Blog/March 6, 2026·12 min read

We Built Our Own Umpire Scorecards From Scratch. Here's How They Work.

Every pitch tracked. Every missed call quantified in win probability. Here's how we built an umpire analysis engine from raw Statcast data — and why we measure impact differently than anyone else.

methodologyumpireslaunch

Every ball and strike call an umpire makes changes a game. Sometimes by a little. Sometimes by a lot. And until Statcast came along, we had no reliable way to measure which was which.

We built our own umpire analysis from scratch — not a recreation of what others have done, but a different model with different priorities. We measure impact in win probability, not just expected runs. We grade against the rulebook strike zone, not a model trained on how umpires historically call the game. And we quantify the importance of the moment, not just the call itself.

This is how we built it, why we made the choices we did, and what the numbers actually mean.

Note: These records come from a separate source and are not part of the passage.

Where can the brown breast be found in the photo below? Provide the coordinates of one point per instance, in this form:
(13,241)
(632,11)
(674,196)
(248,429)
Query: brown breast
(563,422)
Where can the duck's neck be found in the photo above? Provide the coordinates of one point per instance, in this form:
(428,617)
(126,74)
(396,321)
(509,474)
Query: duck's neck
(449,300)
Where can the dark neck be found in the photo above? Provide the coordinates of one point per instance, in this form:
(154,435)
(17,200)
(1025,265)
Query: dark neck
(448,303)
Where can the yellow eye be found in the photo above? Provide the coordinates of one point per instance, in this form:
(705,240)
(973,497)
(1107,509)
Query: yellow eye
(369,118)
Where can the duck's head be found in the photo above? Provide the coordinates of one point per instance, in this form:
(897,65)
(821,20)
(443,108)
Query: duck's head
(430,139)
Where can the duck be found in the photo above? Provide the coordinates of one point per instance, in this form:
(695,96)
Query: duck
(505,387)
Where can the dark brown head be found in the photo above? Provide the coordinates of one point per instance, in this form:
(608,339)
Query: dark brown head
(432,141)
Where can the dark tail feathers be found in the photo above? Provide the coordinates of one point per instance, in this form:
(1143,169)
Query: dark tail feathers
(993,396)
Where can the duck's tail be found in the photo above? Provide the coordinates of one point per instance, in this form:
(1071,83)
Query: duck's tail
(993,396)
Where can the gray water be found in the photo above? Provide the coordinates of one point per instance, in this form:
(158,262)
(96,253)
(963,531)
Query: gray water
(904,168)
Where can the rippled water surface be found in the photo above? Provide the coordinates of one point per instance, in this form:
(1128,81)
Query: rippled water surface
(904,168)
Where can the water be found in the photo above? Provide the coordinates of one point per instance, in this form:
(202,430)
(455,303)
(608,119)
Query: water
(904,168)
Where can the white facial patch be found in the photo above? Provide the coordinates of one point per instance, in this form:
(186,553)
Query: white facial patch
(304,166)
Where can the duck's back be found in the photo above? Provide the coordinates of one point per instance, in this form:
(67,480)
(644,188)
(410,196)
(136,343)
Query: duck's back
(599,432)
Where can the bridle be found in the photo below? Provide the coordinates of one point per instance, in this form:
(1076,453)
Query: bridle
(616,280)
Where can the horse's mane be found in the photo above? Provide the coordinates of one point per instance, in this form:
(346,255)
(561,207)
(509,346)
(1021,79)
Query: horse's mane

The Raw Material: Statcast Pitch Tracking

Everything starts with Baseball Savant, the public data arm of Statcast. For every pitch thrown in an MLB game, Savant publishes a row of data — the pitch type, velocity, spin, movement, and most importantly for our purposes: where the ball crossed the plate.

Specifically, we use four fields:

plate_x — horizontal location as the ball crosses home plate, in feet from center
plate_z — vertical location, in feet above the ground
sz_top and sz_bot — the individual batter's strike zone boundaries, measured by Hawk-Eye's optical tracking system on each pitch

Hawk-Eye tracks pitch location to roughly plus-or-minus 0.25 inches. That precision matters, and we'll come back to it.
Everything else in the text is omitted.